A Domain Adaptation Method for Fault Diagnosis of Planetary Gearboxes Under Varying Operating Conditions with Time–Frequency Enhanced Attention

Deep learning-based methods have achieved promising results in planetary gearbox fault diagnosis. However, complex vibration signals often contain redundant information and disturbance-related responses, and varying operating conditions can cause distribution discrepancy between training and testing data, leading to degraded diagnostic performance. To address this coupled challenge, a diagnostic method termed DART18 (Domain Adaptation diagnosis of ResNet18 embedded with a Time–frequency enhanced attention mechanism) is proposed. DART18 is designed to improve both the discriminability and transferability of fault features by combining input-level time–frequency refinement with feature-level distribution alignment. Specifically, vibration signals are first transformed by the optimal generalized S-Transform (OGST) into time–frequency representations to characterize their joint time–frequency information. Then, TFEAM is designed to refine the input time–frequency representations before deep feature extraction. By aggregating features from different receptive fields and adaptively emphasizing fault-related time–frequency structures, TFEAM provides more informative inputs for subsequent feature learning.
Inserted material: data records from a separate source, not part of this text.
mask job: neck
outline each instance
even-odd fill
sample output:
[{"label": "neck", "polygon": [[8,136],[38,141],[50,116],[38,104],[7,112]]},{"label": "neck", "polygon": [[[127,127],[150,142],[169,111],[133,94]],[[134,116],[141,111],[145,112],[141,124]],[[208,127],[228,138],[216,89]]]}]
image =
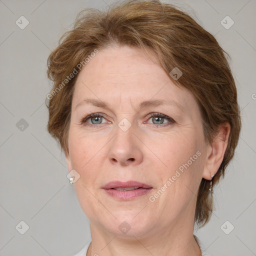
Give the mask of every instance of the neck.
[{"label": "neck", "polygon": [[194,221],[175,222],[168,228],[156,228],[143,236],[120,236],[90,223],[92,244],[88,256],[199,256],[200,247],[194,236]]}]

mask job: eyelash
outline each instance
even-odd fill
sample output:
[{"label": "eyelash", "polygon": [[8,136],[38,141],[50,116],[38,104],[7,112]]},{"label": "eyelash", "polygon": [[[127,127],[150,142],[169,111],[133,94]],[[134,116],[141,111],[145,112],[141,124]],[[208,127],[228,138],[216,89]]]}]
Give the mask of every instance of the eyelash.
[{"label": "eyelash", "polygon": [[[87,121],[87,120],[88,120],[90,118],[95,118],[95,117],[102,117],[102,118],[104,118],[104,119],[106,119],[104,118],[104,116],[102,116],[102,114],[100,114],[100,113],[95,113],[94,114],[90,114],[90,116],[88,116],[84,118],[82,118],[82,120],[80,121],[80,124],[84,124],[84,125],[86,125],[86,126],[96,127],[96,126],[98,126],[100,124],[86,124],[86,121]],[[149,116],[148,116],[148,118],[149,119],[150,119],[152,118],[154,118],[154,117],[160,117],[160,118],[162,118],[166,119],[166,120],[168,120],[168,121],[169,121],[169,123],[160,124],[153,124],[154,126],[166,126],[166,125],[168,125],[170,124],[174,124],[175,122],[175,121],[172,118],[170,118],[170,117],[168,116],[166,116],[165,114],[161,114],[160,113],[152,113],[150,114]]]}]

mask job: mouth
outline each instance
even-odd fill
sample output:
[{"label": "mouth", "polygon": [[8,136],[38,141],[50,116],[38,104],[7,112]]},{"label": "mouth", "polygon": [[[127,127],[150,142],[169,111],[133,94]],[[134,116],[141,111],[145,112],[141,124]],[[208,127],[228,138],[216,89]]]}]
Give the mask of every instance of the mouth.
[{"label": "mouth", "polygon": [[145,195],[153,189],[146,184],[130,180],[126,182],[111,182],[102,188],[109,196],[121,200],[130,200]]}]

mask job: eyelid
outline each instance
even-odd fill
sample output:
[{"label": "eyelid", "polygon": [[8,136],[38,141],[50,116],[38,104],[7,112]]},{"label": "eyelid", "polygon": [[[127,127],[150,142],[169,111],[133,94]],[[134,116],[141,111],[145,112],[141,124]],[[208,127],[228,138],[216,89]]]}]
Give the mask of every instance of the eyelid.
[{"label": "eyelid", "polygon": [[[85,118],[84,118],[82,119],[82,120],[80,121],[80,124],[84,124],[86,126],[100,126],[100,124],[103,124],[105,123],[102,123],[102,124],[86,124],[86,122],[88,120],[90,120],[90,118],[96,117],[96,116],[100,116],[103,118],[104,119],[107,120],[108,122],[110,121],[108,121],[106,118],[104,117],[104,114],[103,114],[102,113],[94,113],[90,114],[89,114],[88,116],[87,116]],[[154,124],[154,126],[165,126],[166,125],[169,124],[174,124],[175,122],[175,120],[172,118],[170,118],[170,116],[166,116],[166,114],[162,114],[161,113],[158,113],[158,112],[153,112],[150,113],[150,114],[146,116],[146,118],[148,118],[148,120],[146,122],[148,121],[148,120],[151,118],[154,118],[155,116],[158,116],[162,118],[164,118],[164,119],[166,119],[168,121],[168,122],[166,124]]]}]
On this basis, ResNet18 is employed to extract fault features, and multi-kernel maximum mean discrepancy (MK-MMD) is introduced to statistically align the feature distributions of the source and target domains by jointly using labeled source-domain data and unlabeled target-domain data. Experimental results on two planetary gearbox datasets under multiple domain adaptation tasks show that DART18 consistently outperforms five comparative methods in terms of accuracy and F1-score, demonstrating its effectiveness and robustness for fault diagnosis under varying operating conditions.